The news comes as NHS England has yet to launch the tender for the support framework for vulnerable practices, which is now expected this month.
In a letter to regional teams in December, NHS England had said it hoped to have the framework up and running within ‘3-6 months’.
The letter said prospective providers could include ’good local practices, GP federations, LMCs or wider primary care organisations who are able to organise and deliver a peer support offer’.
It said that in some instances ’specialist advice and support might be able to be delivered by a range of different types of providers’, which NHS England told Pulse could include ’things like IT services or finance management support’.
The spokesperson also said that a prior information notice will be published next week to inform potential providers of the upcoming tender process.
NHS England chief executive Simon Stevens has defended the Government’s support measures for general practice against criticism that they were taking too long to materialise.
In an exclusive interview with Pulse, Mr Stevens said NHS England has ’made a start with identifying the first 700 or 800 practices that might benefit from that’ and it now had ’the ability to expand that much faster [and] more than double the size of that support in 2016/17’.
Commenting on the closure of the Raynor Road Medical Centre, NHS England NHS England West Midlands locality director Alastair McIntyre said it was ’aware of the closure of this practice following concerns raised at CQC inspections’ and that it was working with Walsall CCG ’to ensure that alternative arrangements have been made for patients’.

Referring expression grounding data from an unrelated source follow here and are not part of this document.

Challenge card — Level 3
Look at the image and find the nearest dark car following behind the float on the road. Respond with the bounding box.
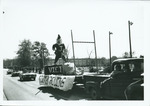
[19,72,36,81]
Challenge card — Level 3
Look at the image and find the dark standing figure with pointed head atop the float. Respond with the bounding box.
[52,34,67,64]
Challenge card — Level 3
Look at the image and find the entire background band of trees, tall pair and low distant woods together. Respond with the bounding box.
[3,39,143,69]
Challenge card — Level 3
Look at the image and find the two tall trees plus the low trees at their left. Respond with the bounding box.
[3,39,49,69]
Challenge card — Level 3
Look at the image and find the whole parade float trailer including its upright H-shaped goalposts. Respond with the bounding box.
[39,30,97,91]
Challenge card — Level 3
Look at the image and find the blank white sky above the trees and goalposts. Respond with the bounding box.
[1,0,148,59]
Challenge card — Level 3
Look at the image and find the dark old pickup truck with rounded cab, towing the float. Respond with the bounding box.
[83,58,144,100]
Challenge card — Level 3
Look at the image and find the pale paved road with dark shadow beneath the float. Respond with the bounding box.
[3,70,89,100]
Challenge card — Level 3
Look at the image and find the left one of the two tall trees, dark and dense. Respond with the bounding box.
[17,39,32,67]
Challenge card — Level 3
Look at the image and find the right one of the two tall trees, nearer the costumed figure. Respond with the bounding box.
[32,41,49,69]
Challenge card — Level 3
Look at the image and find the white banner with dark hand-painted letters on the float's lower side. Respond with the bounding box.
[39,75,75,91]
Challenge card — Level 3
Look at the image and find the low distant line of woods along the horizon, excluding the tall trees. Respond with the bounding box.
[3,56,117,69]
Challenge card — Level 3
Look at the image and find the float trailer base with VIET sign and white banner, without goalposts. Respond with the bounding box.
[39,63,83,91]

NHS Walsall CCG chair Dr Anand Richie said that ‘practice staff have contacted all patients who were booked in for an appointment and offered them an appointment at the main site at Lockfield Surgery’.
Pulse has contacted Lockfield Surgery and the CQC but neither had commented by the time of publication.
The vulnerable practices fund
money – online
The General Practice Forward View, published last month, pledged to add another £16m to the initial £10m vulnerable practices fund.
First announced last summer in health secretary Jeremy Hunt’s ‘new deal’, NHS England said in December that practices given poor CQC ratings or that were found to have higher-than-average referrals and prescribing ratings would be prioritised for support.
By March, NHS England had formally identified over 800 GP practices as vulnerable as part of its work to allocate £10m worth of support funding.
It found the situation was worst in the North Midlands where 115 practices – more than one fifth (22%) of the total – were identified as struggling.
In the London and South Central (15%) and South West (14%) regions, around a sixth have been identified as practices that could use support funds.